Aerospace

Coffee break with Thomas Zelibor

Space Foundation CEO Thomas Zelibor answers your questions about reaching Mars and the collaboration needed to get us there.

What do you think the biggest challenge will be to get the young generation interested in space?

Imagination and inspiration will never be in short supply when it comes to space but developing, refining and retaining the skills and know-how, of how to get up there and then go “out there,” even further are critical to space access and opportunity. STEM disciplines will always be in demand, especially given the needs every country, community, and industry will have for those skills and the people that have them. Every spacefaring generation is going to have to be STEM sharp, agile and creative to get where they want to go. If you don’t have those skills and abilities, you won’t be going very far.

In the quest for Mars, do you think the private sector will take on a more significant role with direction or assistance from NASA as opposed to NASA in the lead?

It must be a balanced, proactive partnership of both public and private sectors when it comes to pursuing Mars. No one and no sector can go it alone. Taxpayer dollars will certainly be spent and should always be spent wisely and effectively, but industry investments and innovations also have to play a role in putting forward new technologies and means to make any such excursion possible. As partners, both parties have to be cost conscious, and mission-focused to get where we want to go.  If that relationship between NASA and the private sector should become too imbalanced, it will only hold us back from our exploration objectives.  

How do you think the question of ownership will play out in space, with several conflicting treaties and laws already in place?
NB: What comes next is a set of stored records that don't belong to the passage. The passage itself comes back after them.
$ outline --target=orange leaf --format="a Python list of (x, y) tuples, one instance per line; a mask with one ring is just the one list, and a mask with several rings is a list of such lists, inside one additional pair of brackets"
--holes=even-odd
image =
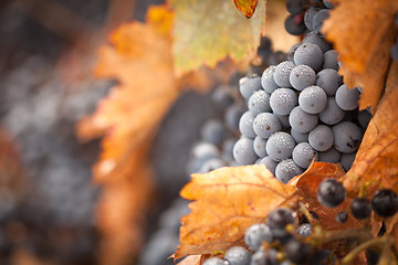
[(380, 186), (398, 192), (398, 62), (391, 64), (386, 84), (386, 93), (344, 181), (355, 192), (360, 184), (370, 182), (366, 189), (368, 198)]
[(265, 166), (255, 165), (193, 174), (181, 197), (195, 202), (189, 205), (192, 213), (181, 219), (177, 258), (243, 244), (247, 229), (289, 203), (295, 190), (277, 181)]
[(360, 86), (360, 109), (374, 113), (383, 95), (390, 47), (397, 35), (398, 1), (337, 0), (322, 31), (343, 62), (339, 73), (348, 87)]
[(290, 186), (298, 190), (301, 200), (307, 204), (308, 210), (315, 212), (320, 218), (318, 222), (324, 230), (344, 230), (359, 229), (362, 224), (348, 213), (348, 220), (345, 223), (338, 223), (336, 215), (341, 211), (346, 211), (350, 199), (346, 200), (336, 208), (327, 208), (317, 200), (317, 188), (326, 178), (338, 179), (344, 176), (344, 170), (339, 163), (314, 162), (308, 169), (289, 181)]
[(259, 0), (233, 0), (233, 2), (238, 10), (241, 11), (244, 17), (250, 19), (254, 13)]
[(184, 258), (178, 265), (200, 265), (202, 261), (202, 255), (189, 255)]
That’s where diplomacy comes into the equation.  There are already existing international treaties that were crafted in our space infancy when there were only two space accessible powers. That was a far different world and era from the one of today as the ability to access space is about to truly skyrocket with new technological and commercial opportunities opening that frontier to more countries and companies than ever before.  With access comes opportunity, and those who can seize that higher ground will have far better negotiating positions than those who are not in those upper reaches.  That is why international and commercial relationships here on Earth will play such an essential role in shaping the future of what happens above us. We have to build on those down here to make it work for us up there.

How can universities, institutions, and government improve collaboration in service of large goals like reaching Mars?

Every one of them needs to keep raising their hands, voices, profiles and anything else they can wave to draw attention to themselves and what they offer to make such a mission possible.  That means they all have to be creative; challenge the status quo approaches with new thinking, engineering, and capacities; and always, always be 24-7 inventive.  Being conventional may be safe and prudent, but it’s never going to get you off the ground as fast as you need to go to make a Mars mission possible. That’s where pushing for more aggressive breakthroughs in the materials sciences, propulsion technologies, medicine and more are essential.  If you want to do something unprecedented, you have to sometimes take unconventional approaches to get there.  The universities, institutions, and governments that can offer those types of approaches and prove those newfound capabilities inside and outside of the research laboratories will be the ones that get the attention and resources. They will be the game changers that get us to Mars.

How should we balance protecting our planet and exploring another concerning focusing resources and energy?

The most important word in your question is the word, “balance.”  Balance in anything is never easy because there are always competing forces pulling in different directions.  Here is where diversity in thought, opinion, and approach can provide us tremendous value in not just protecting our environment here on Earth, but how we approach and explore others we venture toward. Today we use technologies and inventions first designed for other purposes than they are used for now.  For example, the GPS first used to help satellites pinpoint locations for communications services or military operations, is the same GPS that can be used to help navigate you towards a vacation destination on your smartphone. The creativity that comes from entrepreneurs, activists, and leaders of all stripes can bring forward solutions that we might otherwise be unaware. That is why protection and exploration need to be a conversation and dialogue and not a one-size fits all approach. It’s up to all of us to talk, share, and engage one another in seeking solutions to complex problems on this planet and the others we explore in the future. If we don’t, we’re only limiting our potential here, and far beyond our present place in the universe.